There’s more than one way to skin a cat, or protect Cape Cod’s coastal waters from septic system pollution. Local environmental reporter Elise Hugus says growing shellfish presents an economically-beneficial way to meet state-mandated nitrogen limits (so-called Total Maximum Daily Loads) without the “lengthy, costly, and energy-intensive installation of a sewer system.”
A 2006 study of aquaculture in Waquoit Bay by WHOI’s Marine Policy Center found that 500 oysters and quahogs removed 0.1 kilograms of nitrogen per liter from the water, and an additional 0.1 kg from the sediment underneath the growing tray per year. … If grown on an exponential scale, aquaculture could potentially meet [Total Maximum Daily Load] targets, especially if the inlets to some coastal ponds are also widened.

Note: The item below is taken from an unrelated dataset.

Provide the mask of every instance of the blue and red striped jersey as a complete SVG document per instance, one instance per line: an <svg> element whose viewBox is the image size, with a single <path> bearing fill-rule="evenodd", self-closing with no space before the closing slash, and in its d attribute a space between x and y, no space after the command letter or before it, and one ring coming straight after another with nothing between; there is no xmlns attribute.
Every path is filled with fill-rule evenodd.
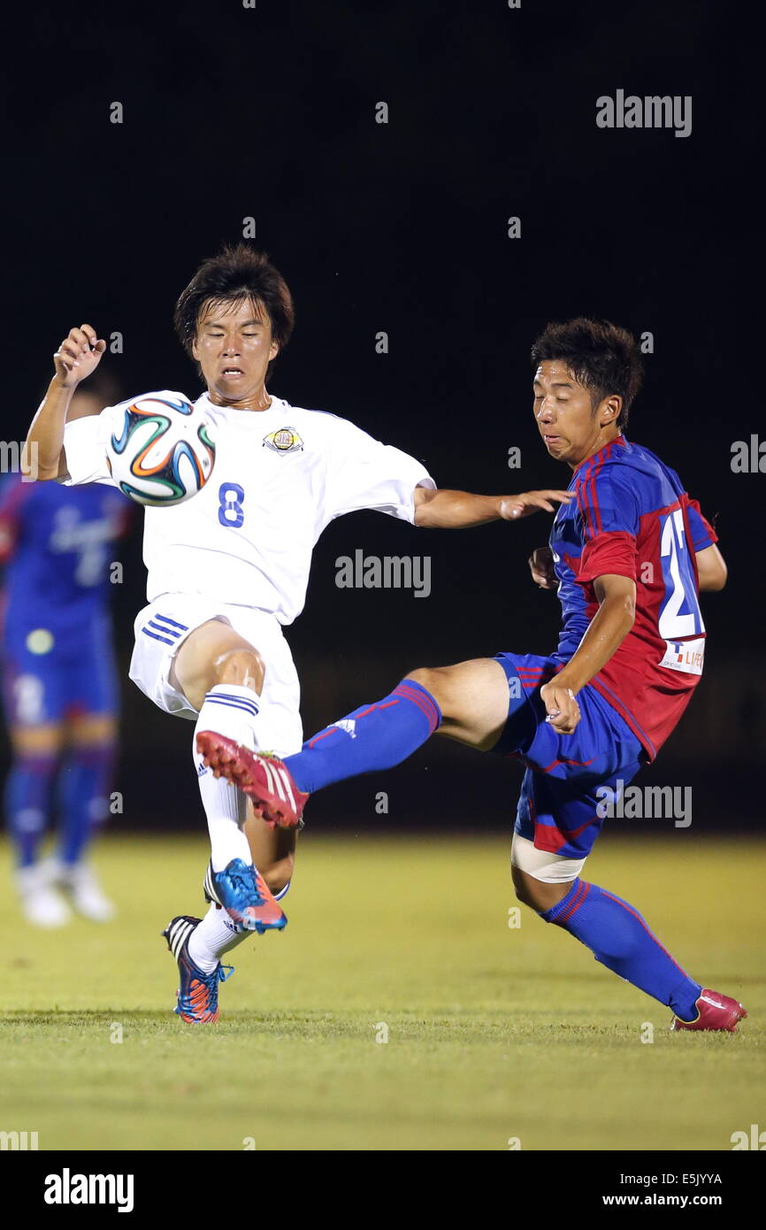
<svg viewBox="0 0 766 1230"><path fill-rule="evenodd" d="M568 490L577 499L558 509L550 539L563 614L555 657L568 662L580 643L599 609L598 577L636 582L633 627L590 683L653 760L702 674L695 552L717 534L677 474L625 435L583 461Z"/></svg>
<svg viewBox="0 0 766 1230"><path fill-rule="evenodd" d="M112 544L124 534L132 503L113 487L0 483L0 563L5 629L44 622L81 627L108 603Z"/></svg>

In a spreadsheet analysis of four coastal ponds in Falmouth facing Vineyard Sound, Mr. Zweig recommends setting aside 8-9% of Bournes Pond, Great Pond, and Green Pond for aquaculture, and about 22% of the heavily polluted Little Pond, in order to meet the state-mandated [Total Maximum Daily Loads].
But Hugus admits the aquaculture option isn’t perfect:
One additional issue that aquaculture does not address is the need for a wastewater solution that removes not only nitrogen, but a range of “contaminants of concern” from products consumed and eliminated by humans, now concentrated in your drinking water.
Even if shellfish were capable of filtering and sequestering aspirin, Viagra, and shampoo chemical residues from the water, would that solve the problem? (And would you want to eat them?) Or does it just point to a larger question: why are we contaminating fresh drinking water with our waste?
In my humble opinion, we need a variety of options to deal with our wastewater worries. If it is not conceivable to place aquaculture operations in coastal ponds on the scale necessary to remove the entire nitrogen load, it would be wise to eliminate the main cause of the contamination: septic tanks.